The deficiencies were flagged in a Sept. 11-21 FDA inspection at Moderna’s facility in Norwood, Massachusetts, according to documents received via Reuters through a Freedom of Information Act request.
The FDA’s report stated that Moderna had released eight batches of the active ingredient used in Spikevax, its COVID-19 vaccine, using equipment that had failed the company’s own cleaning verification protocols.
In addition to Spikevax, Moderna uses its Norwood facility to manufacture the experimental vaccines it is developing lately.
Additionally, the regulator found that Moderna’s Norwood site did not have the proper safeguards to prevent airborne contamination from getting into its products, nor did the company have adequate measures to ensure that expired materials were not used in manufacturing, Reuters reported.

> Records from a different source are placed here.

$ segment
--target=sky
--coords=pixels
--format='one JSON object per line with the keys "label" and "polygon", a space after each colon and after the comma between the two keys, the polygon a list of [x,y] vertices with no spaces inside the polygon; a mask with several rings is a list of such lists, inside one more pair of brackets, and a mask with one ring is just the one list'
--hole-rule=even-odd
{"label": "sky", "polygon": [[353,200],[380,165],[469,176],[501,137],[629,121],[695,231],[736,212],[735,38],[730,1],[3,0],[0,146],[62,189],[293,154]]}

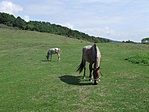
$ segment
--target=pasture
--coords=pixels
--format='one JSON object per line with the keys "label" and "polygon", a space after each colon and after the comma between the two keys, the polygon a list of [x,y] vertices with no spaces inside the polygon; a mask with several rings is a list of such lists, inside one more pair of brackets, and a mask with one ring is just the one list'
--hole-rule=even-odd
{"label": "pasture", "polygon": [[[126,59],[149,56],[149,45],[98,43],[103,76],[95,86],[76,72],[89,44],[0,28],[0,112],[148,112],[149,66]],[[46,60],[51,47],[61,48],[60,62]]]}

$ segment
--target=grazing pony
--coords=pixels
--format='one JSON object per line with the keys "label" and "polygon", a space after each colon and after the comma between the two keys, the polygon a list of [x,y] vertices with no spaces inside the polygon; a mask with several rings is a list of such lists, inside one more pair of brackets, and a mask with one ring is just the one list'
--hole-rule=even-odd
{"label": "grazing pony", "polygon": [[50,57],[50,61],[52,60],[52,54],[57,54],[58,56],[58,61],[60,61],[60,53],[61,53],[61,49],[60,48],[51,48],[48,52],[47,52],[47,60],[49,60]]}
{"label": "grazing pony", "polygon": [[[100,81],[100,76],[101,76],[100,58],[101,58],[101,54],[96,44],[94,44],[93,46],[85,46],[82,49],[82,62],[78,66],[77,71],[81,73],[84,68],[83,78],[85,78],[86,61],[89,62],[89,69],[90,69],[89,81],[91,81],[92,79],[92,70],[93,70],[94,85],[97,85],[98,82]],[[94,64],[94,67],[92,68],[93,64]]]}

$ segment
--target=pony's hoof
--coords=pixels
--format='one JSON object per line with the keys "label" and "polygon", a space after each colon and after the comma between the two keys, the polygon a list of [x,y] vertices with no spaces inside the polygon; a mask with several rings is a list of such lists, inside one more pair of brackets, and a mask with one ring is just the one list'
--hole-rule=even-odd
{"label": "pony's hoof", "polygon": [[85,77],[83,77],[82,79],[85,79]]}
{"label": "pony's hoof", "polygon": [[91,78],[89,78],[89,81],[92,82],[93,80]]}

On Form 438, FDA inspectors discovered more than 2,000 expired pieces that were separated from other fabrics. The report also notes that some fabrics were worn beyond their expiration date.
Despite the quality issues, Reuters reported that there was no evidence that any of the affected batches were released, or that the discrepancies resulted in harm to patients who had won Spikevax or clinical trial participants who had won one of its experimental vaccines. The FDA has not issued any booster doses of the Moderna vaccine.

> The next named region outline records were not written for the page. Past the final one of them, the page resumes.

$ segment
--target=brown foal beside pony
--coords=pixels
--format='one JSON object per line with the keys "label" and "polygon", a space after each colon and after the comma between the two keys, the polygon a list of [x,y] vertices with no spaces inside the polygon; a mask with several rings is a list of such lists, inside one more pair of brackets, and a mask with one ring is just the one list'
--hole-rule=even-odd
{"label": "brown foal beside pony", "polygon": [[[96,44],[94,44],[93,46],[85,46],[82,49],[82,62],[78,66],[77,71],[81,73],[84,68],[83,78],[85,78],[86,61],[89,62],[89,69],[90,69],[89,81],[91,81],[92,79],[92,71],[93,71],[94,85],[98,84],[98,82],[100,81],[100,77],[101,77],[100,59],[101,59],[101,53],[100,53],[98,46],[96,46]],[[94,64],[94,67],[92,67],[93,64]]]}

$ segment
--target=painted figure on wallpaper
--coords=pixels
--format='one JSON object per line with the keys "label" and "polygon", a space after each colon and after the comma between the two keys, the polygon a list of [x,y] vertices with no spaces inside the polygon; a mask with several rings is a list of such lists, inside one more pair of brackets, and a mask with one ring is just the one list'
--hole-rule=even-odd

BioSpace has reached out to Moderna for comment and will publish this article accordingly.
The Reuters report comes as Moderna faced a sharp drop in its profits in the third quarter of 2023, basically due to a sharp drop in demand for its COVID-19 vaccine. The company’s net product sales fell 44% year-over-year. Basically due to a decrease in sales volume, which might not be fully compensated by a higher average advertising value for Spikevax.
Also during the third quarter, Moderna sustained a cost of $1.3 billion for inventory write-downs related to “excess and obsolete COVID-19 products.”
To buck the trend, Moderna will leverage its mRNA platform to produce vaccines against other diseases, including cancer. Last week, the company announced that its investigational shot V940/mRNA-4157, developed in collaboration with Merck, in combination with a Merck vaccine. The successful PD-1 inhibitor, Keytruda (pembrolizumab), reduced the threat of death or recurrence by 49% at 3 years compared to Keytruda alone in patients with high-risk melanoma after complete resection.
Moderna and Merkc are also assessing the investigational vaccine in non-small cell lung cancer and plan to expand into other tumor types.